Cela fait des mois et des mois que l’amendement 138 du paquet Télécom suscite batailles et espoirs. Car il était censé protéger les «libertés fondamentales des citoyens» et notamment, leur accès à Internet. Le Parlement européen vient de lui porter un coup fatal, s’alarme La Quadrature du Net. En effet, l'obligation des Etats membres de recourir à un jugement préalable de l'autorité judiciaire avant toute atteinte aux droits fondamentaux des internautes a disparu du texte.

Lors de débats qui se sont tenus mardi à Strasbourg, les députés européens «ont choisi de ne pas maintenir le principe central, qui spécifiait qu’aucune coupure au Net ne pouvait être imposée aux internautes sans décision préalable des autorités judiciaires», explique à 20minutes.fr Jérémie Zimmermann, porte-parole de La Quadrature du Net. En clair, le nouveau texte de compromis n'impose plus le recours à un juge pour couper leur connexion au Net, une mention qui avait été beaucoup citée pour dénoncer la loi Hadopi.
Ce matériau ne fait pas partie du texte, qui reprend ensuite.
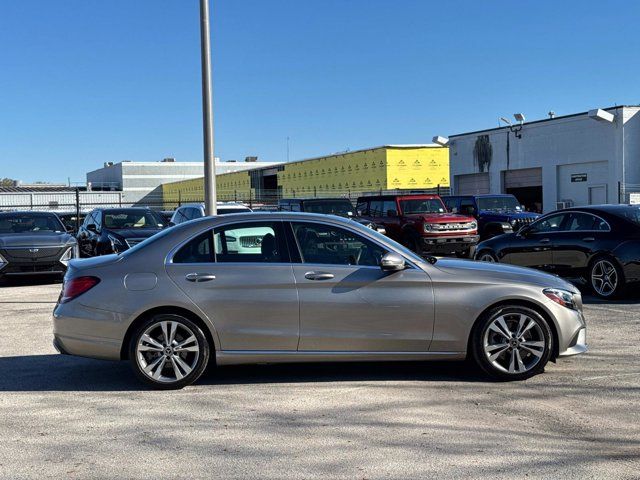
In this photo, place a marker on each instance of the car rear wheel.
(606, 277)
(487, 256)
(512, 343)
(168, 352)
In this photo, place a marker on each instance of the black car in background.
(114, 230)
(71, 220)
(600, 244)
(34, 243)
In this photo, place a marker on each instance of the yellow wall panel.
(415, 168)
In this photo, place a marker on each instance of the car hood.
(440, 217)
(501, 273)
(36, 240)
(133, 232)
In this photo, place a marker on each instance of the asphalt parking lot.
(77, 418)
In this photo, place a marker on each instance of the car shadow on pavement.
(30, 373)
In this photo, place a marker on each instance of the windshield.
(331, 207)
(499, 203)
(29, 223)
(225, 211)
(120, 219)
(422, 205)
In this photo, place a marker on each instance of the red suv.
(421, 222)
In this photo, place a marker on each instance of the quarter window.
(259, 242)
(325, 244)
(549, 224)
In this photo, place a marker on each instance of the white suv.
(192, 211)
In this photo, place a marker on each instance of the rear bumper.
(449, 244)
(87, 332)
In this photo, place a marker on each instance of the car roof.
(26, 213)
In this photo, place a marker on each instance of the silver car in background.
(297, 287)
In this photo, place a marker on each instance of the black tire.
(483, 255)
(197, 361)
(485, 344)
(595, 268)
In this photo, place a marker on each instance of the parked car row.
(600, 245)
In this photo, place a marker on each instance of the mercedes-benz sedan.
(287, 287)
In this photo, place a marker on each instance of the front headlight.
(116, 244)
(561, 297)
(67, 255)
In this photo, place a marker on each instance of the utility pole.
(207, 112)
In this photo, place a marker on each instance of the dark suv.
(329, 206)
(114, 230)
(422, 223)
(496, 214)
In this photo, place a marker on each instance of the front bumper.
(449, 244)
(87, 332)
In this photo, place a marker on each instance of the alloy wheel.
(167, 351)
(604, 278)
(514, 343)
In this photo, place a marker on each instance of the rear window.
(631, 214)
(29, 223)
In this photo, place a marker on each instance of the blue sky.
(88, 81)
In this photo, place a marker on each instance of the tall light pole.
(207, 112)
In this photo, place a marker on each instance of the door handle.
(318, 276)
(199, 277)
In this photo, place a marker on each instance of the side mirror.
(524, 231)
(392, 262)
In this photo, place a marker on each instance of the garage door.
(472, 184)
(523, 177)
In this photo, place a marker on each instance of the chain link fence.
(83, 202)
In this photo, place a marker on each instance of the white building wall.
(565, 145)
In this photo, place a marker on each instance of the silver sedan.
(287, 287)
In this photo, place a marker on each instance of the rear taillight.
(77, 286)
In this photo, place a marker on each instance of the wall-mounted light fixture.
(442, 141)
(601, 115)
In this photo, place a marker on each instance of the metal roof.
(559, 117)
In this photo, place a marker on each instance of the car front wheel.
(168, 352)
(512, 343)
(606, 277)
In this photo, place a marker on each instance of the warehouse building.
(140, 182)
(388, 167)
(587, 158)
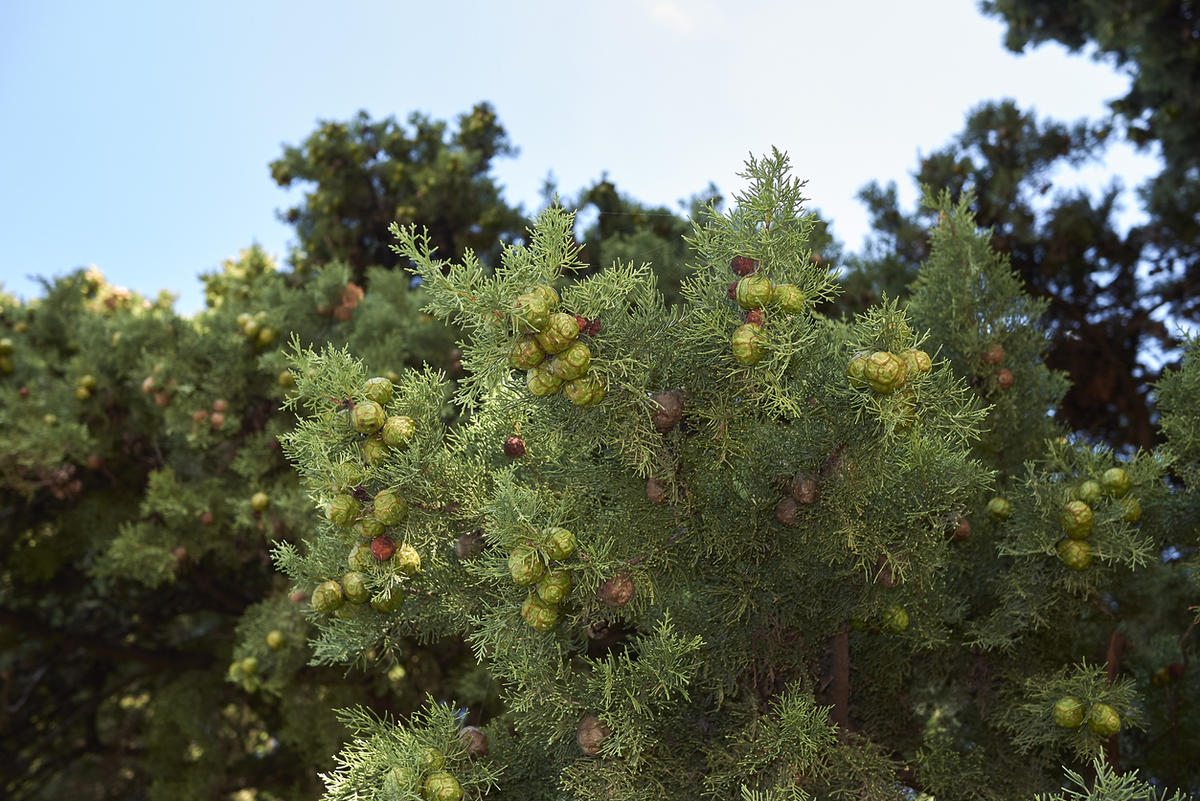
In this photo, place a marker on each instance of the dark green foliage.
(365, 175)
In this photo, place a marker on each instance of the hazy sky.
(136, 136)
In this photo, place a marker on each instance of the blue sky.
(136, 136)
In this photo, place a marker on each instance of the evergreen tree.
(731, 548)
(148, 642)
(365, 174)
(1065, 246)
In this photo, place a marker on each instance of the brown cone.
(591, 734)
(617, 591)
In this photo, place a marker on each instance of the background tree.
(1066, 247)
(363, 175)
(731, 559)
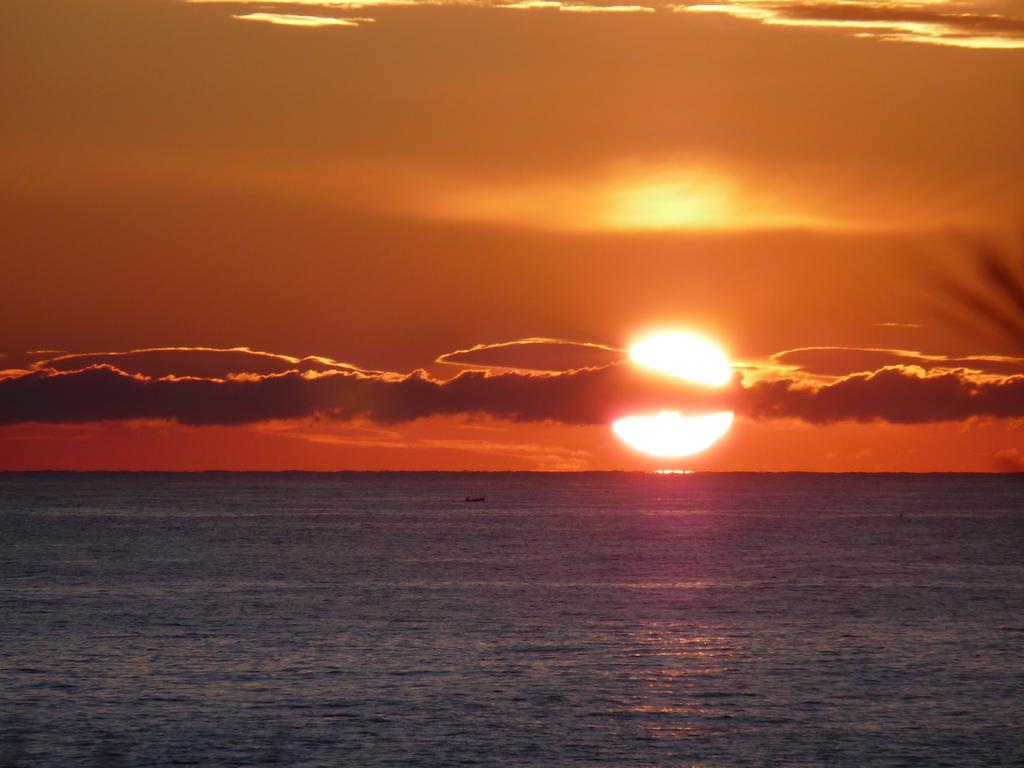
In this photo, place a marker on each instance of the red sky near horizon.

>> C’était quoi, l’amendement 138? Réponse ici


Désormais, le texte de compromis «encadre - de façon large - toute restriction aux droits fondamentaux (comme l'accès Internet), en évoquant par exemple les principes de présomption d'innocence», décrypte Le Journal du Net. Des grands principes issus des droits de l’homme, comme le droit au procès équitable ainsi que le droit à un recours juridictionnel. De la «branlette intellectuelle qui n'apporte rien aux citoyens qu'ils n'ont déjà», reprend Jérémie Zimmermann. Le texte de compromis devra être validé jeudi, sauf coup de théâtre.